Tetraethylammonium block of water flux in Aquaporin-1 channels expressed in kidney thin limbs of Henle's loop and a kidney-derived cell line.
1 Dept of Physiology, University of Arizona College of Medicine, Tucson, Arizona, USA
2 Dept of Pharmacology, University of Arizona College of Medicine, Tucson, Arizona, USA
3 Dept of Opthalmology, University of Arizona College of Medicine, Tucson, Arizona, USA
BMC Physiology 2002, 2:4 doi:10.1186/1472-6793-2-4Published: 15 March 2002
Aquaporin-1 (AQP1) channels are constitutively active water channels that allow rapid transmembrane osmotic water flux, and also serve as cyclic-GMP-gated ion channels. Tetraethylammonium chloride (TEA; 0.05 to 10 mM) was shown previously to inhibit the osmotic water permeability of human AQP1 channels expressed in Xenopus oocytes. The purpose of the present study was to determine if TEA blocks osmotic water flux of native AQP1 channels in kidney, and recombinant AQP1 channels expressed in a kidney derived MDCK cell line. We also demonstrate that TEA does not inhibit the cGMP-dependent ionic conductance of AQP1 expressed in oocytes, supporting the idea that water and ion fluxes involve pharmacologically distinct pathways in the AQP1 tetrameric complex.

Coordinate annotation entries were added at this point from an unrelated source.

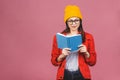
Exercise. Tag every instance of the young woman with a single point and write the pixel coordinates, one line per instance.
(74, 65)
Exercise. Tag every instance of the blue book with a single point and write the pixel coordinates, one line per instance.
(71, 42)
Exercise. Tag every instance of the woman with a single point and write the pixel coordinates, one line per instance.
(74, 65)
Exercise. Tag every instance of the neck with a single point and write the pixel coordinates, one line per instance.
(73, 32)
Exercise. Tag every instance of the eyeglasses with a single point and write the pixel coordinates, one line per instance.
(76, 21)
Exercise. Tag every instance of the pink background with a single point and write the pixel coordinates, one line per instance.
(27, 28)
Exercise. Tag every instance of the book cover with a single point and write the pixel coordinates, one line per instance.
(71, 42)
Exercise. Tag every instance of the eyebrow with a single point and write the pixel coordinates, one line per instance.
(74, 19)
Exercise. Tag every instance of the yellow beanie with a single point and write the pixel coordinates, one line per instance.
(72, 11)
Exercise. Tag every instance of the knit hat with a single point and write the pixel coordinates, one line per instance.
(72, 11)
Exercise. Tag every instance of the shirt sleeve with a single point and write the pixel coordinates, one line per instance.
(55, 53)
(91, 49)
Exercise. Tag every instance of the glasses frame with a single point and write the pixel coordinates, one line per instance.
(76, 21)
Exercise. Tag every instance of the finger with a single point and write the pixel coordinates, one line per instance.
(81, 45)
(68, 49)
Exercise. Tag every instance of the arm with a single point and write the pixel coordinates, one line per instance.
(55, 53)
(91, 60)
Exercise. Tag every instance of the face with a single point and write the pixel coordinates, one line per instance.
(73, 23)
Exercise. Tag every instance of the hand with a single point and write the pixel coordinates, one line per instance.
(65, 53)
(83, 49)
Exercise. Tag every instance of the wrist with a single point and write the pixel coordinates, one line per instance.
(87, 55)
(61, 57)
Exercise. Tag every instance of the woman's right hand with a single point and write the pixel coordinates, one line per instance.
(65, 53)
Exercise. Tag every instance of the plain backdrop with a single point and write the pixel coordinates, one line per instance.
(26, 33)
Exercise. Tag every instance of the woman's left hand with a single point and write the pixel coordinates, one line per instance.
(83, 49)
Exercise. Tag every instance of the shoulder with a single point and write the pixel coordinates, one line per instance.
(88, 35)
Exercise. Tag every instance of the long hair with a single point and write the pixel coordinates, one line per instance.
(80, 29)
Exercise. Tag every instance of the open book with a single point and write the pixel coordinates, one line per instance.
(71, 42)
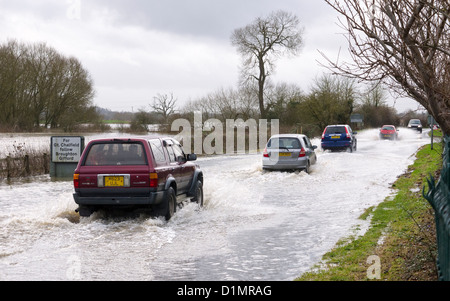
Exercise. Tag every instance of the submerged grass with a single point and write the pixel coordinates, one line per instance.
(400, 244)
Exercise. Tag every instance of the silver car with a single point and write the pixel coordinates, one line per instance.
(289, 152)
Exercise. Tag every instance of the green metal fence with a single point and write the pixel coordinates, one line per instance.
(438, 196)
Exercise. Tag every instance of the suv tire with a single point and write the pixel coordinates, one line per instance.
(198, 196)
(168, 207)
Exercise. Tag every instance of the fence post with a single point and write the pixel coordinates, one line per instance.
(46, 169)
(438, 196)
(8, 167)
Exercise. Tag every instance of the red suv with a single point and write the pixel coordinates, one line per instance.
(151, 173)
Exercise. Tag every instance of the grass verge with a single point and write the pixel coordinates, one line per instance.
(400, 244)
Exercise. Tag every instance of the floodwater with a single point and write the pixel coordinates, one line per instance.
(255, 225)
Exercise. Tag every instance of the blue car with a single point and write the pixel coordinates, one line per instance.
(339, 137)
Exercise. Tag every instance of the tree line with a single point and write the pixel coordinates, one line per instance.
(41, 87)
(332, 99)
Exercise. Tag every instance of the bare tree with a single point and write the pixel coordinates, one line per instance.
(164, 105)
(261, 42)
(404, 43)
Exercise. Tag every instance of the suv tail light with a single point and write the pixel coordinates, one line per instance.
(153, 179)
(323, 134)
(76, 180)
(302, 153)
(348, 134)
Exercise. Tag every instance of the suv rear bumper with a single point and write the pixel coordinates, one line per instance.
(153, 198)
(335, 144)
(301, 163)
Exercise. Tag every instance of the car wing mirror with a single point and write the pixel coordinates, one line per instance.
(191, 157)
(181, 159)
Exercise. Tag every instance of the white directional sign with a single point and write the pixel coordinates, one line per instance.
(66, 149)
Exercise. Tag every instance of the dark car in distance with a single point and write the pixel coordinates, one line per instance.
(339, 137)
(151, 173)
(388, 132)
(415, 124)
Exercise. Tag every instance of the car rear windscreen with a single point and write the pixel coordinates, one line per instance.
(289, 143)
(117, 153)
(335, 130)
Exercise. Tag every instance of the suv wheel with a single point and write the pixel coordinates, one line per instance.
(308, 167)
(198, 197)
(167, 207)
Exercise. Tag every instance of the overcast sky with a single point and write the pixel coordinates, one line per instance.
(136, 49)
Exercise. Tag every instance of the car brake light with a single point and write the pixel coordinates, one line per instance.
(302, 153)
(76, 180)
(348, 134)
(153, 179)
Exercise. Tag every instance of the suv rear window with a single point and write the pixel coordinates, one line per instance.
(117, 153)
(276, 143)
(335, 130)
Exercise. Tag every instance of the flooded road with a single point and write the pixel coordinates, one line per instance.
(255, 225)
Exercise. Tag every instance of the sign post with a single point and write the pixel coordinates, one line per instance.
(65, 154)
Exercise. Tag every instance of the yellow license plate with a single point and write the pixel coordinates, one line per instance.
(285, 154)
(114, 182)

TEA blocked water permeability of AQP1 channels in kidney and kidney-derived cells, demonstrating this effect is not limited to the oocyte expression system. Equivalent inhibition is seen in MDCK cells with viral-mediated AQP1 expression, and in rat renal descending thin limbs of Henle's loops which abundantly express native AQP1, but not in ascending thin limbs which do not express AQP1. External TEA (10 mM) does not block the cGMP-dependent AQP1 ionic conductance, measured by two-electrode voltage clamp after pre-incubation of oocytes in 8Br-cGMP (10–50 mM) or during application of the nitric oxide donor, sodium nitroprusside (2–4 mM).
TEA selectively inhibits osmotic water permeability through native and heterologously expressed AQP1 channels. The pathways for water and ions in AQP1 differ in pharmacological sensitivity to TEA, and are consistent with the idea of independent solute pathways within the channel structure. The results confirm the usefulness of TEA as a pharmacological tool for the analysis of AQP1 function.